Several phase 3 trials have shown the utility of MRI-guided targeted biopsy, and this may also be another avenue for which artificial intelligence may be of use. Recently, ElKarami et al.8 published results of their study assessing the ability of machine learning methods to predict upgrading of Gleason score on confirmatory MRI-guided targeted biopsy of the prostate in 592 men who may be candidates for active surveillance. Upgrading to significant prostate cancer on MRI-guided targeted biopsy was defined as upgrading to Gleason 3+4 and Gleason 4+3, for which machine learning classifiers were applied on both upgrading definitions. For upgrading prediction, the AdaBoost model was highly predictive of upgrading to Gleason 3+4 (area under the curve 0.952), while for prediction of upgrading to Gleason 4+3, the Random Forest model had a lower but excellent prediction performance (area under the curve 0.947).

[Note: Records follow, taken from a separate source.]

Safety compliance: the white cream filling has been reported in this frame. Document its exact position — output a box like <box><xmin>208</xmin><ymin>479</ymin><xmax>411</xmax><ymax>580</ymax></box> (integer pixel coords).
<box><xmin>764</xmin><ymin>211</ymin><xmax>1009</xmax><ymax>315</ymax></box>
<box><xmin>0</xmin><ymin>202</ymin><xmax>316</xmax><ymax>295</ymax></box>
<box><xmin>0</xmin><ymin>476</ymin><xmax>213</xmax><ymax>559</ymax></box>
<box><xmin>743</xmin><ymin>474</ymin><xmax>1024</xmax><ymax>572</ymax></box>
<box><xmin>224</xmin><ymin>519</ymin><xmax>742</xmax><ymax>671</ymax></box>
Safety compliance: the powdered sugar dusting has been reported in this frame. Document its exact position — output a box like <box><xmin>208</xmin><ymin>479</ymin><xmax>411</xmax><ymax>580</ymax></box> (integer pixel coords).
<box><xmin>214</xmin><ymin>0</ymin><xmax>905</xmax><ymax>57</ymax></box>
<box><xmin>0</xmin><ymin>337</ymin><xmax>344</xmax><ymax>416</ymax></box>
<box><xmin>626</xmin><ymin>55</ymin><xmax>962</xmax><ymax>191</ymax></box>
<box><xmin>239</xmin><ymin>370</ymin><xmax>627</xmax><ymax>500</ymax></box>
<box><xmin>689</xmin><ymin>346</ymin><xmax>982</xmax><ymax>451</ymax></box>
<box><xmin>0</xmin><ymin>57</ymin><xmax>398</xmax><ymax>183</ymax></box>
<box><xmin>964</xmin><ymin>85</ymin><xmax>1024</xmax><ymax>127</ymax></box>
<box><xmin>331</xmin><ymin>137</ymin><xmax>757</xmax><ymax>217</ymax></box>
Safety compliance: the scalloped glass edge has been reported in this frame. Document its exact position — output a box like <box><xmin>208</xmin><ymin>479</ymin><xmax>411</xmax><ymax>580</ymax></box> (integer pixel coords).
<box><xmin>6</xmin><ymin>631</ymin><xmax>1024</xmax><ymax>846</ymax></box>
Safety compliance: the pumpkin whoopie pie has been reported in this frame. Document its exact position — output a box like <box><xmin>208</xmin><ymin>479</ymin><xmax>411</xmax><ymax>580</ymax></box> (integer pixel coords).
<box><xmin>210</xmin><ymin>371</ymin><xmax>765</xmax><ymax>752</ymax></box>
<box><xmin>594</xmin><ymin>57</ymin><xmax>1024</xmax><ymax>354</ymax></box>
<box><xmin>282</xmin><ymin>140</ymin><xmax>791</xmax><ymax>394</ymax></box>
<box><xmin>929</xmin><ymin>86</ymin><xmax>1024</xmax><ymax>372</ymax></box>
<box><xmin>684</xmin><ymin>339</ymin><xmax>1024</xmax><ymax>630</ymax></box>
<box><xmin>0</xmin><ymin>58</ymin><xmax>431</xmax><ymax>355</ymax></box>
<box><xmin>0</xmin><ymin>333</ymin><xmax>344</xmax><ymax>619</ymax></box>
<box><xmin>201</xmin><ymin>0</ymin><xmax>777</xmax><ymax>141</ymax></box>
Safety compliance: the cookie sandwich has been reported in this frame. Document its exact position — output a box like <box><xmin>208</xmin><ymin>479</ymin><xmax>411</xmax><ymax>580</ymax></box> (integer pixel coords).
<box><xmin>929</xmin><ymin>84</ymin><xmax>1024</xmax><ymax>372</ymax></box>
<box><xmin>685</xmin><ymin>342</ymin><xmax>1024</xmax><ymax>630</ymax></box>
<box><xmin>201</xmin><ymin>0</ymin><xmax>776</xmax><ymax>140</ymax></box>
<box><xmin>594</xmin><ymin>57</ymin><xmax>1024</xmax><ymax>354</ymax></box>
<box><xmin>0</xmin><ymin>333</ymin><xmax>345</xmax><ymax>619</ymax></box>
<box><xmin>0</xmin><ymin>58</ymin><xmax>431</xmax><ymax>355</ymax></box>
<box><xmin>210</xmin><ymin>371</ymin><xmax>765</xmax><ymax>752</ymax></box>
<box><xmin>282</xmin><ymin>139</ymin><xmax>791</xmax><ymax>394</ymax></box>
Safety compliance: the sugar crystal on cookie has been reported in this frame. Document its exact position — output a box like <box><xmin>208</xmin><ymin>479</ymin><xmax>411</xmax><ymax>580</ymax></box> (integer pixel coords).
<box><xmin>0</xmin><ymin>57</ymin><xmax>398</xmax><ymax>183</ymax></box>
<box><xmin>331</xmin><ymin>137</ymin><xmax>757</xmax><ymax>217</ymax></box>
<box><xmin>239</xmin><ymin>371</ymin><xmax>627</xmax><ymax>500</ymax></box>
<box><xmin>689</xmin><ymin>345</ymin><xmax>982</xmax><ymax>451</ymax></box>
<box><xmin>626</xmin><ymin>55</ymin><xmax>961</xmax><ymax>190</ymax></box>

Lesion detection and classification performance metrics are promising but require prospective implementation and external validation for clinical significance. Ultimately, for an algorithm to be implemented into radiological workflows and to be clinically applicable, it must be trained with a ground truth labeling that reflects histopathological information for the entire prostate, and it must be externally validated.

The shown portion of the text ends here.